ABSTRACT We develop robust inference methods for studying linear dependence between the jumps of discretely observed processes at high frequency. Unlike classical linear regressions, jump regressions are determined by a small number of jumps occurring over a fixed time interval and the rest of the components of the processes around the jump times. The latter are the continuous martingale parts of the processes as well as observation noise.
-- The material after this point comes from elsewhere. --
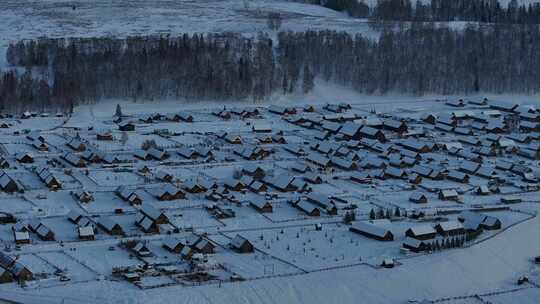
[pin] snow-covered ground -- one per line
(27, 19)
(294, 262)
By sampling more frequently the role of these components, which are hidden in the observed price, shrinks asymptotically. The robustness of our inference procedure is with respect to outliers, which are of particular importance in the current setting of relatively small number of jump observations. This is achieved by using nonsmooth loss functions (like L1) in the estimation. Unlike classical robust methods, the limit of the objective function here remains nonsmooth. The proposed method is also robust to measurement error in the observed processes, which is achieved by locally smoothing the high-frequency increments. In an empirical application to financial data, we illustrate the usefulness of the robust techniques by contrasting the behavior of robust and ordinary least regression (OLS)-type jump regressions in periods including disruptions of the financial markets such as so-called “flash crashes.” Supplementary materials for this article are available online.

摘要我们开发了可靠的推理方法，以研究高频的离散观察过程的跳跃之间的线性依赖性。跳跃时间周围的过程是过程的连续部分以及观察噪声。隐藏在观察到的价格中，我们的推理程序的鲁棒性是相对于离群值的，这在当前相对较少的跳跃观测中尤为重要。 L1）在估计中，与经典的鲁棒方法不同，此处的目标函数的限制仍然不合时宜。观察到的过程是通过在经验应用中局部平滑高频增量来实现的。包括本文的“闪存崩溃”等金融市场的中断。